Dois relatórios produzidos pela Defensoria Pública do Rio de Janeiro (DPRJ) em parceria com o Conselho Nacional de Defensoras e Defensores Públicos Gerais (Condege) apontaram falhas no sistema de identificação de criminosos por meio de reconhecimento fotográfico, que é utilizado pela polícia. Levantamento mostra que entre 2012 e 2020 foram realizadas pelo menos 90 prisões injustas através desse método. Ao todo, 79 casos levaram em consideração a raça dos acusados como informação conclusiva, com 81% dos envolvidos sendo pessoas negras.
O estudo feito pela Defensoria e Condege avaliou documentos de 10 Estados brasileiros. Diante da análise das informações, entidades chegaram a conclusão que o Rio de Janeiro é o estado com o maior número de casos de prisão injusta, com 46% das ocorrências. Nesses inquéritos, 83% das pessoas acusadas injustamente eram negras.

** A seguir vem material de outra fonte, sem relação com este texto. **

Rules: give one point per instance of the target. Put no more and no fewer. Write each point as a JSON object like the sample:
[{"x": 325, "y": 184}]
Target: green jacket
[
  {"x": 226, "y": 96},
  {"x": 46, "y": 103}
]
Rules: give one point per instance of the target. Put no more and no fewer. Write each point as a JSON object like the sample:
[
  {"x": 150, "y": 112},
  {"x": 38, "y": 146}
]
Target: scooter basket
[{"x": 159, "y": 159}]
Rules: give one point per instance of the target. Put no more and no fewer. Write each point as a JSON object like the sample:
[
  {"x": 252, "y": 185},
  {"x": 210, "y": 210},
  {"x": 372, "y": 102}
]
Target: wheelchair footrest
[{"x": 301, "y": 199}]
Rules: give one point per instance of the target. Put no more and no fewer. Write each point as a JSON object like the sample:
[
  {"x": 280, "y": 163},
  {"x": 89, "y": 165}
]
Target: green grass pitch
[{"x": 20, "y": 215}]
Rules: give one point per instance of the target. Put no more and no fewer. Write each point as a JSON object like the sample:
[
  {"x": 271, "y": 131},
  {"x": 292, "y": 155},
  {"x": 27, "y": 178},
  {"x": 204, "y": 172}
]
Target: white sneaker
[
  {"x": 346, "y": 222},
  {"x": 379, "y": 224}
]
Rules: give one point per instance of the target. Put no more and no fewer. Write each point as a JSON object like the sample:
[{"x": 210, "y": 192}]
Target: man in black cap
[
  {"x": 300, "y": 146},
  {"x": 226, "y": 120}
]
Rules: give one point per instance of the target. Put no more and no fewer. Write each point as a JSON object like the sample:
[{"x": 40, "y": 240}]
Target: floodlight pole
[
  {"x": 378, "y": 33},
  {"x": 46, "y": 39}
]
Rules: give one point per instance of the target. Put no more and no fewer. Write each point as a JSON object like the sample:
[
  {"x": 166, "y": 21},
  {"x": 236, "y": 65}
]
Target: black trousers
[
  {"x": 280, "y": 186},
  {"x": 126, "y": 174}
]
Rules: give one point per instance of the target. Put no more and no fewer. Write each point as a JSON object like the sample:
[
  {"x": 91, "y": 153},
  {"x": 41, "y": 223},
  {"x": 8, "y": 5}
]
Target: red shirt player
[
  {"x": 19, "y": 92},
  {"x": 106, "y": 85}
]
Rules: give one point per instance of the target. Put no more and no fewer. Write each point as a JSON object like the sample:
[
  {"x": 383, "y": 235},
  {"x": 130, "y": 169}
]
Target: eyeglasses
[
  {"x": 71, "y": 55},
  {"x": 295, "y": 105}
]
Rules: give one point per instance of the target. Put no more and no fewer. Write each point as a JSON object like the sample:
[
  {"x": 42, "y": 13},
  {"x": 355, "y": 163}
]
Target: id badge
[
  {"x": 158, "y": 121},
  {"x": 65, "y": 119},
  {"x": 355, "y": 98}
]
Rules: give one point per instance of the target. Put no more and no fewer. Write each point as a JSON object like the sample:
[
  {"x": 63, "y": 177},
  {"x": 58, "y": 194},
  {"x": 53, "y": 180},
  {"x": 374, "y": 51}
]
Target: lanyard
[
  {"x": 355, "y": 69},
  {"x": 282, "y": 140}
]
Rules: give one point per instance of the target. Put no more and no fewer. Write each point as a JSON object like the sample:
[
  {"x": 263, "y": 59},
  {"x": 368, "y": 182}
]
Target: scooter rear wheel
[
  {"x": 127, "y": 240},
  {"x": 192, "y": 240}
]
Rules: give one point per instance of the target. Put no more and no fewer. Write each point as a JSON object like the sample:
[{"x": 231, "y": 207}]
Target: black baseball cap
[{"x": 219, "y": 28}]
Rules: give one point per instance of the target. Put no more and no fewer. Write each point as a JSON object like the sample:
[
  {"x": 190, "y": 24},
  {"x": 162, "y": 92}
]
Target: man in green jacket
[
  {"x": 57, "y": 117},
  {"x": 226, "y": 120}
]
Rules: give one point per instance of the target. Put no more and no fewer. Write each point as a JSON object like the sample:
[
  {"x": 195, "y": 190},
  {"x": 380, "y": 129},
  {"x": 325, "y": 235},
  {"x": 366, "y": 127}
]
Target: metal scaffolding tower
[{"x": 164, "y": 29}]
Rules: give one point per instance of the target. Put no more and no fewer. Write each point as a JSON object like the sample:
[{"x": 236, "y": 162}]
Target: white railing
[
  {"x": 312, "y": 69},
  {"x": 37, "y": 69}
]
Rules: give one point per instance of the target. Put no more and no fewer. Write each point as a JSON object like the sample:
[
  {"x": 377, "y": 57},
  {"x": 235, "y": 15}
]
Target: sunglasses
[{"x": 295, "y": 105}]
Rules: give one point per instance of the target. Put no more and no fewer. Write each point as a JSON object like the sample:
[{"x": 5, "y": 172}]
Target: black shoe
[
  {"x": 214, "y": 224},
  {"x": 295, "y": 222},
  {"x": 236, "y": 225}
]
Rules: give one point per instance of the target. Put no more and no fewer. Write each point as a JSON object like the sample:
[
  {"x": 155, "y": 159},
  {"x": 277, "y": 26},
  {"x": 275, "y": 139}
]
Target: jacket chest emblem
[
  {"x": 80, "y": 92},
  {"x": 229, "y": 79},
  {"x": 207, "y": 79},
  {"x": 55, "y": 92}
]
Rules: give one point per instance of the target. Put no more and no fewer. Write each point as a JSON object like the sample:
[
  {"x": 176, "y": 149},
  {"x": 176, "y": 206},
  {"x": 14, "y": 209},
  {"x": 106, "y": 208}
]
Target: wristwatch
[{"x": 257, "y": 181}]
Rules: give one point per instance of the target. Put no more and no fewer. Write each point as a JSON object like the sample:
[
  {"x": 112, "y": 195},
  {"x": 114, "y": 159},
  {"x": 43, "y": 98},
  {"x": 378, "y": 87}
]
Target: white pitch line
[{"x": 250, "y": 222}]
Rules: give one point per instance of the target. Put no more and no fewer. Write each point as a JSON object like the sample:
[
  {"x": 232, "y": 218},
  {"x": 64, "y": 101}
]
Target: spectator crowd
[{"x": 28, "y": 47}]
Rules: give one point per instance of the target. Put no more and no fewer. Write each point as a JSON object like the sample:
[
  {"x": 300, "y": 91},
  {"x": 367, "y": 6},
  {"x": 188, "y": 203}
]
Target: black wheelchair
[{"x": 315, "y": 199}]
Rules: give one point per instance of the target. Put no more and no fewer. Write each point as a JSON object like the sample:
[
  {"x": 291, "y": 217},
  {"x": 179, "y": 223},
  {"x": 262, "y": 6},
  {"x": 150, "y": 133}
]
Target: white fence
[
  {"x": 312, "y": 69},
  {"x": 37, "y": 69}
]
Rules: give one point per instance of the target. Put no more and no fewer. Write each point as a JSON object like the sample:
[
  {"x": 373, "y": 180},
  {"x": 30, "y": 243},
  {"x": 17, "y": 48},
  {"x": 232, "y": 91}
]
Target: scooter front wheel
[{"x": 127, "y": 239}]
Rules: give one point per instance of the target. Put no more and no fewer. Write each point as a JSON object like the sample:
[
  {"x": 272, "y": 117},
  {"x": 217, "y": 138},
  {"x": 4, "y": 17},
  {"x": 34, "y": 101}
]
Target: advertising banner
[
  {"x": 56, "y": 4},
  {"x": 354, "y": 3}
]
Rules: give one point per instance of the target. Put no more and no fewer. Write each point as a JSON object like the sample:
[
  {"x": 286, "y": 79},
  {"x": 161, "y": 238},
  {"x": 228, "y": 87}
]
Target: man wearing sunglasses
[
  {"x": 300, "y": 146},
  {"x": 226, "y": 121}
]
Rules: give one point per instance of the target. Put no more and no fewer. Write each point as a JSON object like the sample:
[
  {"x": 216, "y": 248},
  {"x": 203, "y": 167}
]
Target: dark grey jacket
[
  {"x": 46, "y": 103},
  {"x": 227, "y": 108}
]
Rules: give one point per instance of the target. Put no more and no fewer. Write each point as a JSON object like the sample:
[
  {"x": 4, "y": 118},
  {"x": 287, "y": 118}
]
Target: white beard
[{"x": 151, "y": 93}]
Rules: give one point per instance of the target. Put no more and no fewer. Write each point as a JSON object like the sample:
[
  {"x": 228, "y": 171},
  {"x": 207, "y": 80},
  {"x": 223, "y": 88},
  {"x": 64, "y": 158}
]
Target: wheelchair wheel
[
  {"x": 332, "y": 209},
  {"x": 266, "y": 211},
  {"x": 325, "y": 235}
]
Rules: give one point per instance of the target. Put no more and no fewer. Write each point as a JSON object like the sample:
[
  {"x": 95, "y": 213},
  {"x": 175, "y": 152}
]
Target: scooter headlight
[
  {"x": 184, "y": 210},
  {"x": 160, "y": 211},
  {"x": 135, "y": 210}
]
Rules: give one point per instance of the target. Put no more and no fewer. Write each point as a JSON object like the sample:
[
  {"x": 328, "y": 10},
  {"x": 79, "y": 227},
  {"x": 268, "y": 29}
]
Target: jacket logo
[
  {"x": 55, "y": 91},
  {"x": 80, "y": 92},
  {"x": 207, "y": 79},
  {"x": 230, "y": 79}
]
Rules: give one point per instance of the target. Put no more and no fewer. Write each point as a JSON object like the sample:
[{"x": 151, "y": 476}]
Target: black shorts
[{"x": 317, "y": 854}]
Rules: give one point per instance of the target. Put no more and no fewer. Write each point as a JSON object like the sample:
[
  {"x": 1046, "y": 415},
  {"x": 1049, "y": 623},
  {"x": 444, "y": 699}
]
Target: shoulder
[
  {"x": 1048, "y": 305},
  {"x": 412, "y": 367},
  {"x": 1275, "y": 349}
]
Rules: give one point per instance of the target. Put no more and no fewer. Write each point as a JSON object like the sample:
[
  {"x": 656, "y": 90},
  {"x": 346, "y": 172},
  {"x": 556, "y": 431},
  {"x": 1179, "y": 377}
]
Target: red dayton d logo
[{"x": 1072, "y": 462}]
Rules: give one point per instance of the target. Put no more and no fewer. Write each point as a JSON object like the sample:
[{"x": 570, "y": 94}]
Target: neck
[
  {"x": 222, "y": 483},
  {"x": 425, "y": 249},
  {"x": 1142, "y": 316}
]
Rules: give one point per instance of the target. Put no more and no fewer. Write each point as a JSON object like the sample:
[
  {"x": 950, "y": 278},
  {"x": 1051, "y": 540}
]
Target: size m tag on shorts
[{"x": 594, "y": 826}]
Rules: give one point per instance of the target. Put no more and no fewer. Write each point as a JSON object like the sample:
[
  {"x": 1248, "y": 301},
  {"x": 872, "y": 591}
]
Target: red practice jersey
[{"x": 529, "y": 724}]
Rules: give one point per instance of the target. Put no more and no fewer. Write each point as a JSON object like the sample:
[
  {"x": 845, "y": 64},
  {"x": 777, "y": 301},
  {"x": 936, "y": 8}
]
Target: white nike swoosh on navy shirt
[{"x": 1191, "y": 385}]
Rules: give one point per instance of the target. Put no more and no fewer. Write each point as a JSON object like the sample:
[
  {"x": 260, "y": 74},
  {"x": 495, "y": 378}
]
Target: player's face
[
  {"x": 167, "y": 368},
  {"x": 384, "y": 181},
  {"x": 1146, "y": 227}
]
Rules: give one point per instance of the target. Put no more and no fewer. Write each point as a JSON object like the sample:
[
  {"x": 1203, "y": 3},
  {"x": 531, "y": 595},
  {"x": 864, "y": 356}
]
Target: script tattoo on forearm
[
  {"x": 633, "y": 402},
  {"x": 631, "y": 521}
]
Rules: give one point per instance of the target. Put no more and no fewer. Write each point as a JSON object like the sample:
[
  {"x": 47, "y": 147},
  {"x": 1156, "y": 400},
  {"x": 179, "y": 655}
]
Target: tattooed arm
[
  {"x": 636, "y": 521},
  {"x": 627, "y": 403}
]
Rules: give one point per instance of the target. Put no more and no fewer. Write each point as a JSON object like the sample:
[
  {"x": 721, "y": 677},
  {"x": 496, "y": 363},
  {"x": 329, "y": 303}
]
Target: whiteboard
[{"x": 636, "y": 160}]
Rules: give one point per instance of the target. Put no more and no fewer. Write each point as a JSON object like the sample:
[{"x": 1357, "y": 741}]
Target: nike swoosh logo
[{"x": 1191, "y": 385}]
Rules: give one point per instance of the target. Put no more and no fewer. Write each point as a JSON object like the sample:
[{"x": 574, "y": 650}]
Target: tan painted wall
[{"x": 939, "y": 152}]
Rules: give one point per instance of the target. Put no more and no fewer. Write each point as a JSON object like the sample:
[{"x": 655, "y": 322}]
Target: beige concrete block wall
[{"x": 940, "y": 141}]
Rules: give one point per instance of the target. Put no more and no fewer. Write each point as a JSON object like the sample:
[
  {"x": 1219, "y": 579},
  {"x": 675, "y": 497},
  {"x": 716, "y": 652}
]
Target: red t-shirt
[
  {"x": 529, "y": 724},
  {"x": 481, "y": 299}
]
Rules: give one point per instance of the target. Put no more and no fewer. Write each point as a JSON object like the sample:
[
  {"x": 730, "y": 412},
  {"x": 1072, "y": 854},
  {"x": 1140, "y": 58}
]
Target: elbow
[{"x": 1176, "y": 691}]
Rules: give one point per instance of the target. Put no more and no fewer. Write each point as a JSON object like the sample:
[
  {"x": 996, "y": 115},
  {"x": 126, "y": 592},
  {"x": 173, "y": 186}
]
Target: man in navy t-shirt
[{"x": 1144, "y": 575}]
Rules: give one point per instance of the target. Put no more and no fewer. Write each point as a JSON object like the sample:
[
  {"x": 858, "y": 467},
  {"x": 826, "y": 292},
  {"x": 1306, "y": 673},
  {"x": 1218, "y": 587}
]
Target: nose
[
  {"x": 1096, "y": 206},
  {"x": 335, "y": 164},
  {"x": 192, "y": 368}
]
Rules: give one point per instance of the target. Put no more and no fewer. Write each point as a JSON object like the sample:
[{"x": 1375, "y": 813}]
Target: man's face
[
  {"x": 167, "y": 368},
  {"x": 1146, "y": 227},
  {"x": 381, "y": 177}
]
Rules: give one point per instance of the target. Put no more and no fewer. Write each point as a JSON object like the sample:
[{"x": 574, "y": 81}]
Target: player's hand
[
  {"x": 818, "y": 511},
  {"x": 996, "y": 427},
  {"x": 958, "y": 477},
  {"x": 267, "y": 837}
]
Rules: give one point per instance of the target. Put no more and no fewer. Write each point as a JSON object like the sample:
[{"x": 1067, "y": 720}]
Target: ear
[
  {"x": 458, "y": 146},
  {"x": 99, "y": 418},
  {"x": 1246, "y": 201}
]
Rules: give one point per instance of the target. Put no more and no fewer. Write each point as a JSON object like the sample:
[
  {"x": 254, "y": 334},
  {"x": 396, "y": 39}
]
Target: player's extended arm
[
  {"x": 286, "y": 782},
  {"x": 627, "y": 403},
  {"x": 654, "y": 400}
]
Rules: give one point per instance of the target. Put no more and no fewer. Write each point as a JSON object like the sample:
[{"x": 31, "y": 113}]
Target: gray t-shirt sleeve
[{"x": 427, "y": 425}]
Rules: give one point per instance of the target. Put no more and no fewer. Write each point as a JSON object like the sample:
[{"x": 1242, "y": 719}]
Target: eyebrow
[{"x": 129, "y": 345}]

No caso de Santana, de acordo com o inquérito policial, a CNH do réu foi encontrada dentro de um veículo modelo Toyota Corolla, o mesmo tipo de carro utilizado pelo grupo que o havia assaltado. O documento apreendido foi apresentado pela polícia à vítima do segundo crime, que teria reconhecido o trabalhador pela fotografia e o identificado como autor.
Conforme sustenta a Defensoria Pública, Inicialmente, a mulher teria descrito o possível criminoso como uma pessoa de "de cor negra, altura aproximada de 1,70m, cerca de 25 a 30 anos, gordo, sem barba e de cabelo crespo". Divergindo do que foi informado no depoimento, Santana tem 1,80m.
Depois de ter os documentos furtados, o homem registrou a ocorrência dois dias após o ocorrido. Contudo, quase sete meses depois do incidente, Santana foi apontado como autor do assalto à mão armada em um inquérito aberto para investigar o crime cometido contra a mulher. Um ano após o início da ação, o Ministério Público do Rio de Janeiro ofereceu a denúncia contra o trabalhador requerendo a prisão preventiva, pedido que foi aceito pela 1ª Vara Criminal de Bangu.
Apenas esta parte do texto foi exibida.